Chegando em casa, contou a novidade para o filho, que ficou numa alegria só. Sambou e cantou sua música predileta. Ele gostava de Dona Ivone Lara, Paralamas e do Metálica. Fez uma mistura dos três. Contou para todos na quebrada que em breve iria para Portugal. Não levou um mês e Ederson já estava pronto para embarcar. Teve festa, despedidas, choros, abraços, discursos e muita reza. A quebrada toda feliz por ele. 

Chegou o dia do embarque. Dona Iolanda levantou-se cedo, como era de costume, e acendeu duas velas, uma para São Sebastião e outra para Oxóssi, e fez vários pedidos para o sucesso de Ederson. Tomou banho, colocou seu melhor vestido, perfume e rumou para o aeroporto, para o embarque do filho querido.

Naquela época, década de 80, a comunicação de longa distância entre as pessoas era muito difícil. Os telefonemas eram caros e as cartas levavam dias para chegar ao seu destino.

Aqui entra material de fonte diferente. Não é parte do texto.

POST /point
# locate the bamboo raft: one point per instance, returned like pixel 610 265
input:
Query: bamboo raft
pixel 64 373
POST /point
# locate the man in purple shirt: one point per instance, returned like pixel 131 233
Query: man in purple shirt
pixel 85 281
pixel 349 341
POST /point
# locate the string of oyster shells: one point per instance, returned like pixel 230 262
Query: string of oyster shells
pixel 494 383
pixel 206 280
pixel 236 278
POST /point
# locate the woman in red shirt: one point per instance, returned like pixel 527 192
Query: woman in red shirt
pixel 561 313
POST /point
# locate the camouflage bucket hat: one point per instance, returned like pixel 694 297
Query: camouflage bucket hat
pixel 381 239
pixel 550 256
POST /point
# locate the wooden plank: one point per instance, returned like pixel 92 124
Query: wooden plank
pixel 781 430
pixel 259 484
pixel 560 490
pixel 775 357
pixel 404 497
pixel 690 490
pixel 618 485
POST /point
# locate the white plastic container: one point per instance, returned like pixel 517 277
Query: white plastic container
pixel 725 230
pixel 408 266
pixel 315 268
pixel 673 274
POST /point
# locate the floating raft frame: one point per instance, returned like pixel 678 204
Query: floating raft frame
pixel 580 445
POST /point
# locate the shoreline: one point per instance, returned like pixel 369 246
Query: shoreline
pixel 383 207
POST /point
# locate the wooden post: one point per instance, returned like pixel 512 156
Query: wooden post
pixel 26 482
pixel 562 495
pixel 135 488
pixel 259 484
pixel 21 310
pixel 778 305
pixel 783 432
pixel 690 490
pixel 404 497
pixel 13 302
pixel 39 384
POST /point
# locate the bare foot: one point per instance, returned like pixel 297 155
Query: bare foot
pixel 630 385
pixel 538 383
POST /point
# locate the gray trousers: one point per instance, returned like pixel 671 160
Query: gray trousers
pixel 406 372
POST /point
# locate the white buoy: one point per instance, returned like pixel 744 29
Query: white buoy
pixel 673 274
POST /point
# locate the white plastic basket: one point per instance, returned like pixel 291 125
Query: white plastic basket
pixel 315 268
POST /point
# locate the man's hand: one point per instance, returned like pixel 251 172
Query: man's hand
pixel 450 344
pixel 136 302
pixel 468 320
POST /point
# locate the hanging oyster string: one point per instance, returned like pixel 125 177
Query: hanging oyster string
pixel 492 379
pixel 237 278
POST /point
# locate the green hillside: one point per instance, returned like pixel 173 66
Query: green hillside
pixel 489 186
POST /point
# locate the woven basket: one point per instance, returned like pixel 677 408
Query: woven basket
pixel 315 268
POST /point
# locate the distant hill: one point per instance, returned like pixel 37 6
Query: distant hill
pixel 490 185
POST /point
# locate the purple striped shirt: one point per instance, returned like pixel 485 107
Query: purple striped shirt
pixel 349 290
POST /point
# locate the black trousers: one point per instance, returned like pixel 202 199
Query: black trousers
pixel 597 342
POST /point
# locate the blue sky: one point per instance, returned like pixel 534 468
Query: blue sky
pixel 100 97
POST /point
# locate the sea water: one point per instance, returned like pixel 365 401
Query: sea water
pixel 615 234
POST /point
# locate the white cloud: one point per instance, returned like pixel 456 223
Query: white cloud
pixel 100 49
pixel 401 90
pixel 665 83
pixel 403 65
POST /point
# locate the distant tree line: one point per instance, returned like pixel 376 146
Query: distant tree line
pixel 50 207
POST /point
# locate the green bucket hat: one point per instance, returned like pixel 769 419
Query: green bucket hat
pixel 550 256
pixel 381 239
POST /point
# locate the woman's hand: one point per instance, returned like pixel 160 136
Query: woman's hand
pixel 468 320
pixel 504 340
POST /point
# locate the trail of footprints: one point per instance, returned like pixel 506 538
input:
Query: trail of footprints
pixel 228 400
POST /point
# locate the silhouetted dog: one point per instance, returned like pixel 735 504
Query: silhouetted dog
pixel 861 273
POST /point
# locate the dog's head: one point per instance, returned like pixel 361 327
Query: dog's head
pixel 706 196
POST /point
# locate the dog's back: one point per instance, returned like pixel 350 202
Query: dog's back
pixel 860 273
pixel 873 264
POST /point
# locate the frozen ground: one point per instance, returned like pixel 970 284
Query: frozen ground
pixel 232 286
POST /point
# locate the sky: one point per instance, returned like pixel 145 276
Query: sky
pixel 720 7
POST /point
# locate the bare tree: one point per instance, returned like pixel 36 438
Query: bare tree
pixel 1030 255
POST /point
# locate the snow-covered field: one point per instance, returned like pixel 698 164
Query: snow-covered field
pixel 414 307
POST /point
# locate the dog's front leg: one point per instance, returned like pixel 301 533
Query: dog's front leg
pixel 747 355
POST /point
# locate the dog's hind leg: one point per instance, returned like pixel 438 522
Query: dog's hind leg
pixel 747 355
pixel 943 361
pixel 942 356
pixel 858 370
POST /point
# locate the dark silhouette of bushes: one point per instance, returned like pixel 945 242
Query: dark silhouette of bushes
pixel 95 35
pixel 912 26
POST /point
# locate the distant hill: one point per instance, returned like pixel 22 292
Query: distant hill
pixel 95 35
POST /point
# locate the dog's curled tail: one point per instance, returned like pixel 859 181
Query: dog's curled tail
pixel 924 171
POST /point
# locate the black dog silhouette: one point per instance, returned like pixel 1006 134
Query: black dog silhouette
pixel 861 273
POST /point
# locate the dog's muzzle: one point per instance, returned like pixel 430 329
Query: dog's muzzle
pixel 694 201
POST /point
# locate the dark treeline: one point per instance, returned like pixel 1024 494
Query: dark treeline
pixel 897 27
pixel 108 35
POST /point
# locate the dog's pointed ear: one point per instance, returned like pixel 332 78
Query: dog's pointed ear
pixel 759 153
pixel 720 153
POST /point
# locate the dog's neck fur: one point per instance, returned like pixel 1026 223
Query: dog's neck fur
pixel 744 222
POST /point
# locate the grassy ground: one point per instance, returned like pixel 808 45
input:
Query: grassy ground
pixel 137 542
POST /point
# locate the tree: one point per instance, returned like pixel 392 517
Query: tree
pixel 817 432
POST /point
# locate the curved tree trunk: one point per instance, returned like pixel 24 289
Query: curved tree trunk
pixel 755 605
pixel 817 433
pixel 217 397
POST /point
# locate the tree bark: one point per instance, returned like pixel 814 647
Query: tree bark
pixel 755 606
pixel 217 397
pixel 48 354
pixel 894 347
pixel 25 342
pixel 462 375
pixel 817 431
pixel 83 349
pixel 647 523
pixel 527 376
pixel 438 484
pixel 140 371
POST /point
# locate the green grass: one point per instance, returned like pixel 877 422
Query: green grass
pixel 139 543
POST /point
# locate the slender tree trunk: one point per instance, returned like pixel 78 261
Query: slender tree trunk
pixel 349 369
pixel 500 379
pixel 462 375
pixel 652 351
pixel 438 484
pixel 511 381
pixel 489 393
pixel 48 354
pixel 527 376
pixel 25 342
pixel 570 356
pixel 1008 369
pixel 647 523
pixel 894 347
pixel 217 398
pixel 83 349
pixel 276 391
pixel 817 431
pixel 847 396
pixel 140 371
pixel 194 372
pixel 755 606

Já fazia quinze dias que Ederson tinha chegado a Portugal e só agora chegara uma linda carta dizendo que estava bem e se adaptando rápido. A mãe ficou toda feliz, e guardou a carta junto a seu coração, do lado esquerdo do peito. Foi até a imagem de São Sebastião e de Oxóssi e fez uma oração de agradecimento.

Mas, neste mesmo dia, dona Iolanda se sentiu mal. Suas filhas a levaram correndo ao posto de saúde mais próximo de casa. Fizeram exames e constataram que ela não estava nada bem. Sua diabetes tinha batido o pico. Estava para lá de 600 ml sua glicose, comprometendo sua saúde. Ela achou que iria voltar para casa naquele mesmo dia. Mas isso não aconteceu e ela ficou internada. 

Mesmo assim não se esquecia do Ederson e pediu a todos que não falassem que ela estava doente. Dona Iolanda não queria atrapalhar os estudos do filho em Portugal. Sabia que, se ele ficasse sabendo de sua doença, voltaria na hora para o Brasil. E não era isso que ela queria. Então todos concordaram em não dizer nada para o Ederson, pois esta era uma mentira do bem.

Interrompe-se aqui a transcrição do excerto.